この記事を書いた人 Avatar photo 琉球新報社
那覇軍港の浦添移設を巡り、会談する(左から)城間幹子那覇市長、玉城デニー知事、松本哲治浦添市長=18日午後4時2分ごろ、県庁

 那覇港湾施設(那覇軍港)を巡り独自の南側案を提案してきた浦添市の松本哲治市長は18日、県や那覇市が推す「北側案」を受け入れた。これで県と両市の3者が事実上、北側案で合意したことになる。だが浦添移設は、米軍施設の県内移設と海の埋め立てを伴い、玉城デニー知事が反対する名護市辺野古での新基地建設と重なる面もある。県政与党には移設に反対する声も多く、玉城県政は新たな難題に向き合わなければならない。
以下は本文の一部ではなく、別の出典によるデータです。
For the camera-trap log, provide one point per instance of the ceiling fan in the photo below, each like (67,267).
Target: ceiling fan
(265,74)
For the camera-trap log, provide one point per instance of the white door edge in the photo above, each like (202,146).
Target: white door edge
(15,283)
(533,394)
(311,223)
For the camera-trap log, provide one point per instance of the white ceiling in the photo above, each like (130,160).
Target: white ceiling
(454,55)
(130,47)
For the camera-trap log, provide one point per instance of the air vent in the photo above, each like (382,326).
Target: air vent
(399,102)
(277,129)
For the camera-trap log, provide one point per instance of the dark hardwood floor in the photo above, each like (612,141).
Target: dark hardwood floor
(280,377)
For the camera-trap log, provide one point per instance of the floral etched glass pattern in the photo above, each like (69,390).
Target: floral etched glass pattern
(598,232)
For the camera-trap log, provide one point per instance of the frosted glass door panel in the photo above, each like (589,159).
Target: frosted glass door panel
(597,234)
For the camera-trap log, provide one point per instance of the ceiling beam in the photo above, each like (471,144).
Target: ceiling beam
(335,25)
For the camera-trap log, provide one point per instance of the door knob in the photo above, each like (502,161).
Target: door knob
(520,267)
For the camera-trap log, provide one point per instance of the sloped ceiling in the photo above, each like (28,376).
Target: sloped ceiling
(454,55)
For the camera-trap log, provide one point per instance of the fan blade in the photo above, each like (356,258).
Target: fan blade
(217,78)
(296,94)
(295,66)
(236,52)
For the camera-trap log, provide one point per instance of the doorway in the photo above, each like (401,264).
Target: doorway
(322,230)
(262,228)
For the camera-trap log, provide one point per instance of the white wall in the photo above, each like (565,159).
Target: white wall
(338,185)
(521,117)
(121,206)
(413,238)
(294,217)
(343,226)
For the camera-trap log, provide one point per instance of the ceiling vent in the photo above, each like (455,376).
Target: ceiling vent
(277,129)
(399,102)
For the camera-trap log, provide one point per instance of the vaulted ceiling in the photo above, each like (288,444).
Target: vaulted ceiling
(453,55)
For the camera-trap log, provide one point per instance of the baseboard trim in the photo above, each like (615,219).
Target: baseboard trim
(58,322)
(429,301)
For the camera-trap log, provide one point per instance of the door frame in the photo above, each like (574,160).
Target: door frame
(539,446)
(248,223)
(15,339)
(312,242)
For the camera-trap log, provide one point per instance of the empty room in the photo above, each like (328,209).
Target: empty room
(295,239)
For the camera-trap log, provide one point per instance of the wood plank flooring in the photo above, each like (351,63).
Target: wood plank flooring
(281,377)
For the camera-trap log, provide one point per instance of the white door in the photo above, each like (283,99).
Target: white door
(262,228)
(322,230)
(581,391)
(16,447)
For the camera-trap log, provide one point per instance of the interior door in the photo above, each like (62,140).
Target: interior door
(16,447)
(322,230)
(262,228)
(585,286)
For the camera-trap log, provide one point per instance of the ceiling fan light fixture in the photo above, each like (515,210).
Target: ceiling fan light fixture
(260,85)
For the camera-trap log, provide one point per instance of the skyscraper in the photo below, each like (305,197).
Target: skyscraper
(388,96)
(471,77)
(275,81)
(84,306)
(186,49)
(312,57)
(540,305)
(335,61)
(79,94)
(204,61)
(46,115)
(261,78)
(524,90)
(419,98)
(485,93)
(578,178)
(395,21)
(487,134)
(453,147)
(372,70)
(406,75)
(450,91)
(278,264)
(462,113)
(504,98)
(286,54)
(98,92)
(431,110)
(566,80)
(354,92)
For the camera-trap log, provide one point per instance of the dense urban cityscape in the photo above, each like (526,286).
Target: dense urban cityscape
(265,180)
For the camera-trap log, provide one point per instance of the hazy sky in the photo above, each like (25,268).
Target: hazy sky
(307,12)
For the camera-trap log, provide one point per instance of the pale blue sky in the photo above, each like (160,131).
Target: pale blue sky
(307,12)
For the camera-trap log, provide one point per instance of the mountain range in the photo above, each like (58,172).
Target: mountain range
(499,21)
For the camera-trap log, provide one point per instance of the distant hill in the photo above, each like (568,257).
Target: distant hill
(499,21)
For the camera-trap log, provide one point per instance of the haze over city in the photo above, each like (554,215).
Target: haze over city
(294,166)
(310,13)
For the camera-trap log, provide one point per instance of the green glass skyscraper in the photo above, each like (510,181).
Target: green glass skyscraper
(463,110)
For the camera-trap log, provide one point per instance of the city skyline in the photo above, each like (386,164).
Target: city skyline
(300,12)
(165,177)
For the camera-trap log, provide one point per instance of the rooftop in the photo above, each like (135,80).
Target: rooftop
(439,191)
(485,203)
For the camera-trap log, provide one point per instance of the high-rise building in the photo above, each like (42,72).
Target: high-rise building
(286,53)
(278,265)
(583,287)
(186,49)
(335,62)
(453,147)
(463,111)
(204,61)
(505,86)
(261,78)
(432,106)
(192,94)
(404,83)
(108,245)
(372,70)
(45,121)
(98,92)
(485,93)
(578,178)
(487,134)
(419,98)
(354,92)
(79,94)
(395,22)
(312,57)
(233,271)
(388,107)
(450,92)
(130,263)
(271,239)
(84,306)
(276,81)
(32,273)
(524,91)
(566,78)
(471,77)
 紆余(うよ)曲折の間に軍港問題や浦添西海岸を取り巻く状況は大きく変わった。玉城デニー知事は軍港移設の計画を容認する考えを崩していない。名護市辺野古の新基地建設との「矛盾」(与党幹部)をあえて放置してきた玉城県政と与党には今後、厳しいかじ取りが予想される。

■異なる反応

 「3者で確認することではない。浦添市の考えを聞かせてもらったということだ」。玉城知事は3者会談後、報道陣から北側案を前提に進めていくことで一致したのかと問われ、明言を避けた。取材の冒頭でも「意見交換」の場だと強調。跡地利用への期待に言及した城間幹子那覇市長とは対照的だった。

 玉城知事は、与党の一部が軍港移設に反対していることから、表立って軍港移設を推進する印象を回避してきた。だが今回は浦添市の提案を受けて会談を開き、その後の取材で松本市長が北側配置の受け入れを表明したことで、3者の足並みがそろった印象が演出された形だ。
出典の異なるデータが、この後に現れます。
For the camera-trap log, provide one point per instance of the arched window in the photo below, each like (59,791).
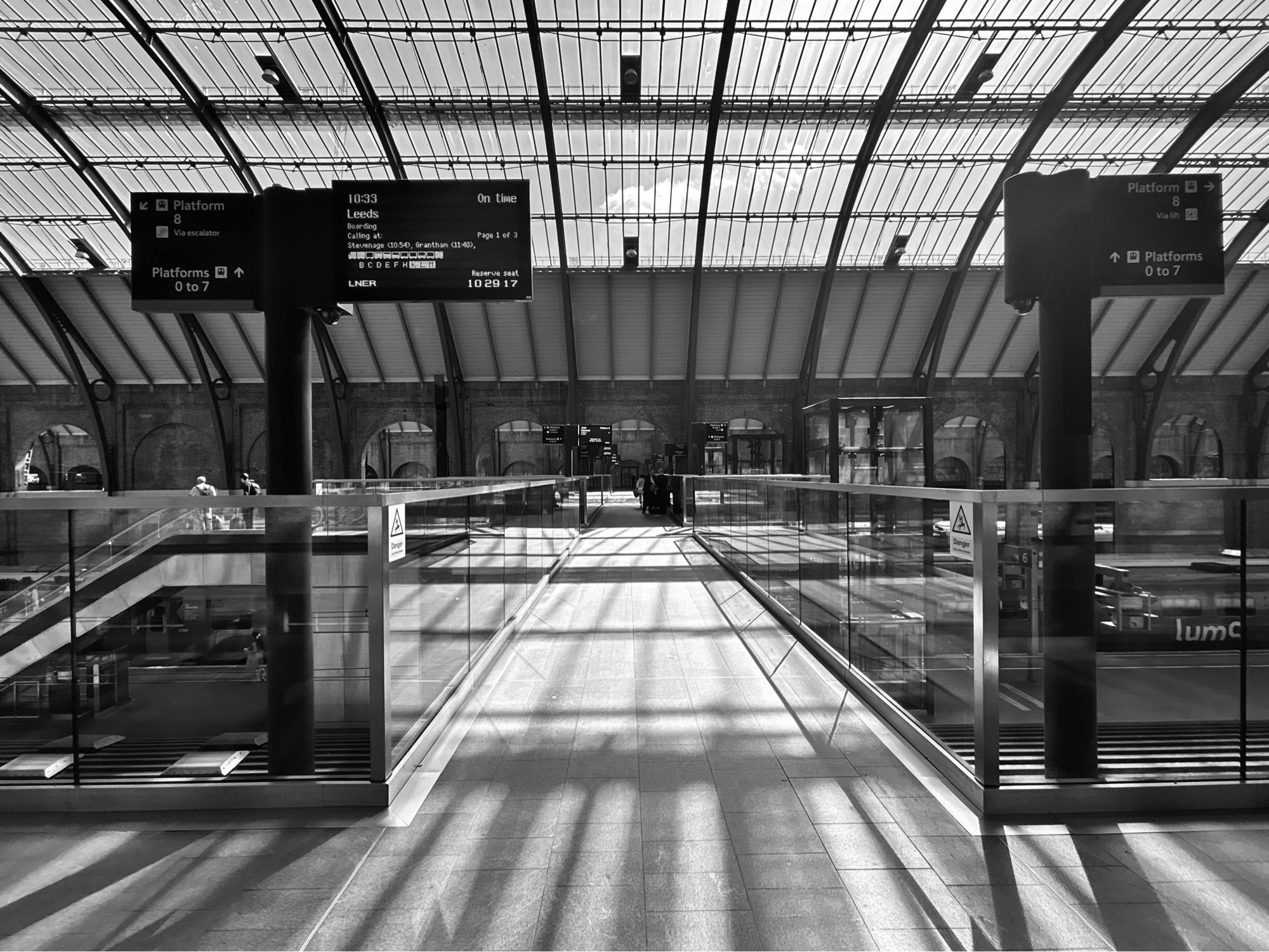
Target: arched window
(404,451)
 県幹部は取材に「(会談で)与党にとって駄目なことがあったか。今日は3者で決定したという話ではない。協議会でどんな議論になるかも分からない」と合意の印象を打ち消した。

 一方、那覇市幹部は、松本氏が北側案を受け入れたことについて「ありがたい」と歓迎した。「本来なら早々に移設が進んでいたはずだ。一時止まったが、これで軍港の跡地利用も動きだすだろう」と期待した。

■野党、追及へ

 移設問題が進展することで、移設反対の声が高まることも予想される。移設を認める玉城知事には厳しい目が向けられる。自民県議は「9月の県議会が楽しみだ」と虎視眈々(こしたんたん)と構える。計画が進めば、公有水面埋立法に基づく埋め立て承認手続きが必要となる。知事が主体となって移設を認める場面となる。辺野古新基地と同じ法律に基づく審査だとして野党が比較に使う可能性が高い。

 与党県議団にとっても正念場を迎える。移設に反対の立場を取っている県議が多いからだ。玉城知事が軍港移設の計画を進めれば、各地域で突き上げられる。政党としての移設反対に向けた本気度が問われる。
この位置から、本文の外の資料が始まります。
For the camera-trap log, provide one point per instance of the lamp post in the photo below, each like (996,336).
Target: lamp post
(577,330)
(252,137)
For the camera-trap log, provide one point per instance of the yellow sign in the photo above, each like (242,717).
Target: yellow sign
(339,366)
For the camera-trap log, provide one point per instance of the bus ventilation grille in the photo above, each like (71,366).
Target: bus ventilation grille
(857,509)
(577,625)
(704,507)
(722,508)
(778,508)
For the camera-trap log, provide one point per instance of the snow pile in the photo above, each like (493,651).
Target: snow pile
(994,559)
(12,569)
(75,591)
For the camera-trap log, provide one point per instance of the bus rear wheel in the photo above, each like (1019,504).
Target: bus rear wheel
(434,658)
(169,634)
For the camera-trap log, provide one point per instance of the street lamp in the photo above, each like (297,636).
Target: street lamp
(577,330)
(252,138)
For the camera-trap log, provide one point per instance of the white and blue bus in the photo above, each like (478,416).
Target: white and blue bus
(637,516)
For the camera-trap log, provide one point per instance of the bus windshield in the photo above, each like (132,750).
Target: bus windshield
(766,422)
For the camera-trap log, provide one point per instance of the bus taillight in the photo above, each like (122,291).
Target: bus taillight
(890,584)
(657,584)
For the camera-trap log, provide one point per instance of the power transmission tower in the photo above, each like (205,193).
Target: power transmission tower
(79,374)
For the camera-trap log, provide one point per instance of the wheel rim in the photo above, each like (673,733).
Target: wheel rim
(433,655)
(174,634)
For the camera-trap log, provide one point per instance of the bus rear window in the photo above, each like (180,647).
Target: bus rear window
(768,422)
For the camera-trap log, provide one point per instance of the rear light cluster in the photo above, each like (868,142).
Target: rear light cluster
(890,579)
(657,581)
 移設を容認する与党県議は「辺野古反対は県民の合意を得られるが、軍港移設は得られない。その違いは県民の利益になるかだ。翁長県政以降、移設容認は既定路線だ。知事の指導力で与党を抑えきれるかだ」と語る。移設に反対する与党県議は牧港補給地区の返還が決まるなど移設計画を取り巻く環境が一変しているとして「軍港移設や民港の必要性も含めてゼロベースで話し合うべきだ」と述べた。